Громадный брус на заросших травою плитах мог и правда служить скамьей, и я бессильно опустилась на него. Генерал окликнул дровосека, который обрубал сучья возле древних стен. Кряжистый старик подошел с топором на плече.
Где тут кто похоронен, этого он не знал, а вот здешний лесничий - живет он мили за две в доме священника, - тот с закрытыми глазами укажет вам гробницу любого Карнштейна. За монетку-другую он не прочь и съездить за ним, и ежели дадут лошадь, можно обернуться в полчаса.
- И давно ты здесь дровосеком? - спросил у него отец.
- Я-то сызмальства, - отвечал он на здешнем наречии, - и сколько себя помню, он уж был лесничим. А мы дровосеки - и отец, и дед, и прадед. Могу и дом показать, где жили предки.
- А почему деревня опустела? - спросил генерал.

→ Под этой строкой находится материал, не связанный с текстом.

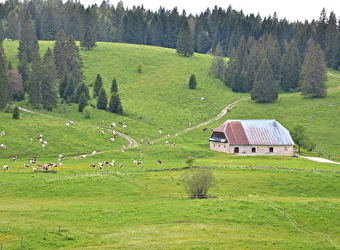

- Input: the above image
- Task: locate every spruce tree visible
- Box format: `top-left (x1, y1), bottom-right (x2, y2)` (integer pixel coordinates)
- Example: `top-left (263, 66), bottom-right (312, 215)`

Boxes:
top-left (280, 43), bottom-right (301, 91)
top-left (109, 93), bottom-right (123, 115)
top-left (189, 74), bottom-right (197, 89)
top-left (41, 48), bottom-right (58, 111)
top-left (0, 41), bottom-right (12, 109)
top-left (19, 8), bottom-right (39, 62)
top-left (93, 74), bottom-right (103, 98)
top-left (251, 59), bottom-right (278, 102)
top-left (28, 47), bottom-right (41, 107)
top-left (12, 106), bottom-right (20, 119)
top-left (111, 78), bottom-right (118, 94)
top-left (97, 88), bottom-right (107, 110)
top-left (80, 7), bottom-right (97, 50)
top-left (301, 39), bottom-right (327, 97)
top-left (176, 17), bottom-right (194, 56)
top-left (78, 93), bottom-right (87, 112)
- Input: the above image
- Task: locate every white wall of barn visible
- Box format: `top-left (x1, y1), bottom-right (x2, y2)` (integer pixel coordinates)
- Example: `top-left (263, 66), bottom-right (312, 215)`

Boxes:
top-left (210, 141), bottom-right (294, 155)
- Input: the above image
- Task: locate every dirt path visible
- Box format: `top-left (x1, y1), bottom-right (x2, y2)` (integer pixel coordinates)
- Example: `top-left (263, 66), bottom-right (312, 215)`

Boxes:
top-left (176, 98), bottom-right (248, 135)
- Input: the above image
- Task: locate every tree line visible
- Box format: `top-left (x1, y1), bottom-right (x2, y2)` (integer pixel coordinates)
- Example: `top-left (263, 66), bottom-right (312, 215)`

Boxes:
top-left (0, 0), bottom-right (340, 109)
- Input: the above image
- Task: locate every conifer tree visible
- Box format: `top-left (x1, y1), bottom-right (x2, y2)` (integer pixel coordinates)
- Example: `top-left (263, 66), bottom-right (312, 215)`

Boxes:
top-left (109, 92), bottom-right (124, 115)
top-left (72, 83), bottom-right (90, 103)
top-left (41, 48), bottom-right (58, 111)
top-left (80, 7), bottom-right (97, 50)
top-left (176, 17), bottom-right (194, 56)
top-left (12, 106), bottom-right (20, 119)
top-left (28, 47), bottom-right (41, 107)
top-left (19, 8), bottom-right (39, 62)
top-left (78, 93), bottom-right (87, 112)
top-left (93, 74), bottom-right (103, 98)
top-left (280, 43), bottom-right (301, 91)
top-left (111, 78), bottom-right (118, 94)
top-left (97, 87), bottom-right (107, 110)
top-left (301, 39), bottom-right (327, 97)
top-left (0, 42), bottom-right (12, 109)
top-left (251, 59), bottom-right (278, 102)
top-left (210, 43), bottom-right (226, 79)
top-left (189, 74), bottom-right (197, 89)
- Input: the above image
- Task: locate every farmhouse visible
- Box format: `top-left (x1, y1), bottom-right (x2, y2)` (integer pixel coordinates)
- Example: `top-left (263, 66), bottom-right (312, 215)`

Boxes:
top-left (209, 120), bottom-right (294, 155)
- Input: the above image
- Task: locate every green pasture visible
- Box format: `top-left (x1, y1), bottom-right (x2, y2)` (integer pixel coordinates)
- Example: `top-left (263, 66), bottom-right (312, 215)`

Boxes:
top-left (0, 40), bottom-right (340, 250)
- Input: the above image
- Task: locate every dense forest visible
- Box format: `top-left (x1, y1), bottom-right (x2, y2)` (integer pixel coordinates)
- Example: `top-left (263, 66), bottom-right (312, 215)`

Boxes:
top-left (0, 0), bottom-right (340, 109)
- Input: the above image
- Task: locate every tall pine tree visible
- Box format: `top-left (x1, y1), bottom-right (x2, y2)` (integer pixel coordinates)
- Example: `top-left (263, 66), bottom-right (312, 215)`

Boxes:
top-left (0, 42), bottom-right (12, 109)
top-left (176, 17), bottom-right (194, 56)
top-left (280, 43), bottom-right (301, 91)
top-left (251, 59), bottom-right (278, 102)
top-left (301, 39), bottom-right (327, 97)
top-left (19, 8), bottom-right (39, 62)
top-left (41, 48), bottom-right (58, 111)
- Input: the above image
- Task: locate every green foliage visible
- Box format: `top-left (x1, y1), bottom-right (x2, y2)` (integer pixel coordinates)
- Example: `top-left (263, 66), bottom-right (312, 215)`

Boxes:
top-left (78, 92), bottom-right (87, 112)
top-left (291, 124), bottom-right (308, 153)
top-left (12, 106), bottom-right (20, 119)
top-left (176, 18), bottom-right (194, 56)
top-left (280, 43), bottom-right (301, 91)
top-left (111, 78), bottom-right (118, 94)
top-left (301, 40), bottom-right (327, 97)
top-left (251, 59), bottom-right (279, 102)
top-left (185, 156), bottom-right (196, 167)
top-left (189, 74), bottom-right (197, 89)
top-left (108, 92), bottom-right (124, 115)
top-left (83, 106), bottom-right (92, 119)
top-left (183, 168), bottom-right (216, 199)
top-left (97, 88), bottom-right (107, 110)
top-left (0, 42), bottom-right (12, 110)
top-left (93, 74), bottom-right (103, 98)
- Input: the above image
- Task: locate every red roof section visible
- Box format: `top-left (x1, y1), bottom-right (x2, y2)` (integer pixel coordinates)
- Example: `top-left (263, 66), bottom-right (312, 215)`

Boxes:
top-left (225, 121), bottom-right (249, 144)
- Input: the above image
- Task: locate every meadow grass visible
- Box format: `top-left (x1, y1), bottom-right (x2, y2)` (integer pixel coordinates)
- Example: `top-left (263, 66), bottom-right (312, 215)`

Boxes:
top-left (0, 40), bottom-right (340, 250)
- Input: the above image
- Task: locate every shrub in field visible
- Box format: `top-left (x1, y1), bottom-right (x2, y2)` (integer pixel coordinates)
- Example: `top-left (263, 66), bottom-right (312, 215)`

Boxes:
top-left (183, 168), bottom-right (216, 199)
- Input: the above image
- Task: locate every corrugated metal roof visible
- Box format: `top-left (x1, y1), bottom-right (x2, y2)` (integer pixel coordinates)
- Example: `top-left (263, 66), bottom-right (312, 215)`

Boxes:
top-left (214, 120), bottom-right (294, 145)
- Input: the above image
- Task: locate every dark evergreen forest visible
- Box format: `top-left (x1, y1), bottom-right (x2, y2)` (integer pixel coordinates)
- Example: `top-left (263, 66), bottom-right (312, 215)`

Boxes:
top-left (0, 0), bottom-right (340, 109)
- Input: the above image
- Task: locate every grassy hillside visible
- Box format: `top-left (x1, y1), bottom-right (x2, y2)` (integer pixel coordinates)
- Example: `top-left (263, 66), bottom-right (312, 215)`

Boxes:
top-left (0, 41), bottom-right (340, 249)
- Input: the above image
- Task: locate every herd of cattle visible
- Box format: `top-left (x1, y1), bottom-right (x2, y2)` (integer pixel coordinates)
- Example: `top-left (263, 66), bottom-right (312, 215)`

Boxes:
top-left (0, 118), bottom-right (205, 171)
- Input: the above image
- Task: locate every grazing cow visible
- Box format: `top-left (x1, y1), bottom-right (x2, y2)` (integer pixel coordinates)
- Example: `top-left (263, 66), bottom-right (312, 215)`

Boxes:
top-left (109, 160), bottom-right (116, 167)
top-left (30, 158), bottom-right (37, 164)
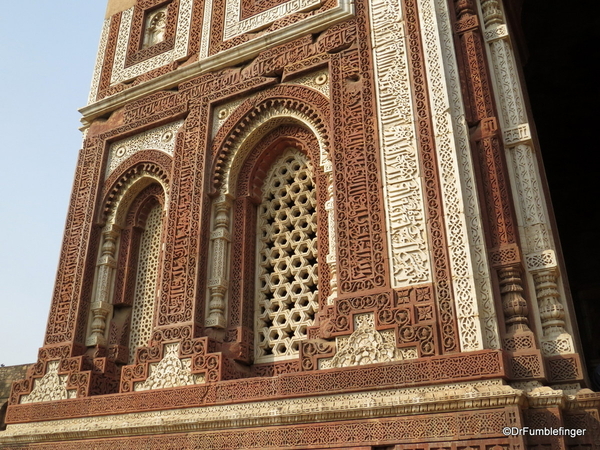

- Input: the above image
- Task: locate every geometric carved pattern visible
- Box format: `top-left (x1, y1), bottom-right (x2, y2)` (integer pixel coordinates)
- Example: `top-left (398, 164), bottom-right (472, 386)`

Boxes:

- Да все эти неупокойники, сударь; их и выслеживали до могил, и раскапывали, проверяли, как положено, истребляли по заведенному: голову долой, кол в сердце и сжигали; но пока чего, они уйму народу сгубили. Могилу за могилой, все по закону, сколько их извели - а люди мрут и мрут. Проезжал мимо один чешский дворянин из Моравии, прослышал о наших делах - они там насчет этого здорово смыслят - давайте, говорит, помогу. И как сделал: дождался полнолуния и перед закатом поднялся на колокольную башню, откуда видно все кладбище - там вон, за окном. К полуночи вылез упырь из могилы, сбросил саван и пошел на добычу в деревню.